Kürt ulusuna yönelik saldırganlık ve katliamlar yalnızca dört parça Kürdistan’da değil Avrupa’nın göbeğinde de yaşanmaya devam ediyor.
Sakine Cansız’ın da içinde bulunduğu üç Kürt devrimcisinin katledilişinin onuncu yıl dönümü yaklaşırken Paris sokakları bir kez daha Kürtlerin katledilmesine tanıklık etti.
Bugün 69 yaşında demiryolu çalışan bir Fransız faşistinin Ahmet Kaya Kürt Kültür Merkezi, Avesta adlı Kürtlere ait bir Berber ve Restaurant’a silahlı saldırısı sonucu üç Kürt yurtsever şehit düşerken birisi ağır olmak üzere üç kişide yaralandı.
Saldırganın bir yıl önce de yine Paris’te mültecilerin kaldığı çadırlara elinde kılıçla saldırmış ve iki mülteciyi yaralamıştı. Buna rağmen bir yıl sonra denetimli serbestlikle 11 Aralık 2022 tarihinde bırakıldığı ve 12 gün sonra da bu katliamı gerçekleştirdiği Fransız haber bültenlerinde açıklandı. Fransız devlet yetkilileri katliama ilişkin açıklamalarında ısrarla bu katliam bir terör eylemi olarak tanımlamaktan kaçmakta ve adli bir vaka seviyesine indirmek istemekteler.
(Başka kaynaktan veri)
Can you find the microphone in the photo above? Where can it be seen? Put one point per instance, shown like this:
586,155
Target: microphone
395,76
Fransız devleti Sakine Cansız ve yoldaşlarına yönelik katliamın üzerini örterken bu katliamda da aynı şekilde yapmak istemektedir.
Bir Fransız faşistinin doğrudan Paris’te Kürtlerin bilinen bir Kültür Merkezi’ni hedef alması doğallığında saldırı ile Türk devleti arasında bir bağın kurmasına da neden olmaktadır. Çünkü, yabancıların çok yoğun olarak yaşadığı katliamın gerçekleştiği bölgede, Kürtlerin merkezi demokratik kurumu olarak bilinen Ahmet Kaya Kürt Kültür Merkezi’nin doğrudan hedef alınması bunun basit bir faşist saldırı olmadığının kanıtı olarak görülmelidir. Bu yüzden bu katliam bir faşistin “gözünün dönmesi” ve yabancı gördüklerine saldırması biçiminde ele alınamaz.
Sakine Cansız, Fidan Doğan, Leyla Şaylemez Kürt kadın devrimcilerin anmasının hazırlıklarına ilişkin yapılacak toplantı saatinde bu saldırının gerçekleşmesi ise olayın bir tesadüf olmadığının kanıtı olarak görülmelidir. Her ne kadar henüz Türk devleti ile saldırgan arasında doğrudan ilişkiye dair bir açıklama olmasa da katilin hapishane sürecinde İŞİD sempatizanları vasıtasıyla Türk devleti ile bağ kurmuş olabileceği olasılığı üzerine durulmaktadır.
Biz çok iyi biliyoruz ki Türk devleti ile Avrupa emperyalistler arasında kapalı kapılar arkasında dönen pazarlıklarda masaya Kürtler ve devrimciler yatırılmaktadır. Bu tarz katliamlar da bu pazarlıkların bir parçası olarak Kürtler ve devrimcilere dönmektedir. Fakat, yine çok iyi biliyoruz ki ne faşist Türk devletinin Kürtlerin yaşadığı tüm coğrafyalarda ne de Avrupa’da bizzat Türk istihbaratı yada taşeronları tarafından gerçekleştirilen katliamlar Kürt ulusunun mücadelesini engelleyemeyecektir. Kürt ulusu er yada geç mücadelelerini başarıya ulaştıracaklardır.
Devrimciler, demokratlar ve ilericiler bu katliamı lanetlemeli ve Kürt ulusunun haklı mücadelesine sahip çıkmalıdır.
Bizde AGEB (Avrupa Göçmen Emekçiler Birliği) olarak tüm bileşenlerimizi ve kurumlarımızı yapılacak eylemlerde yer almaya, katliamı kınarken Kürt ulusunun haklı taleplerini haykırmaya çağırıyoruz.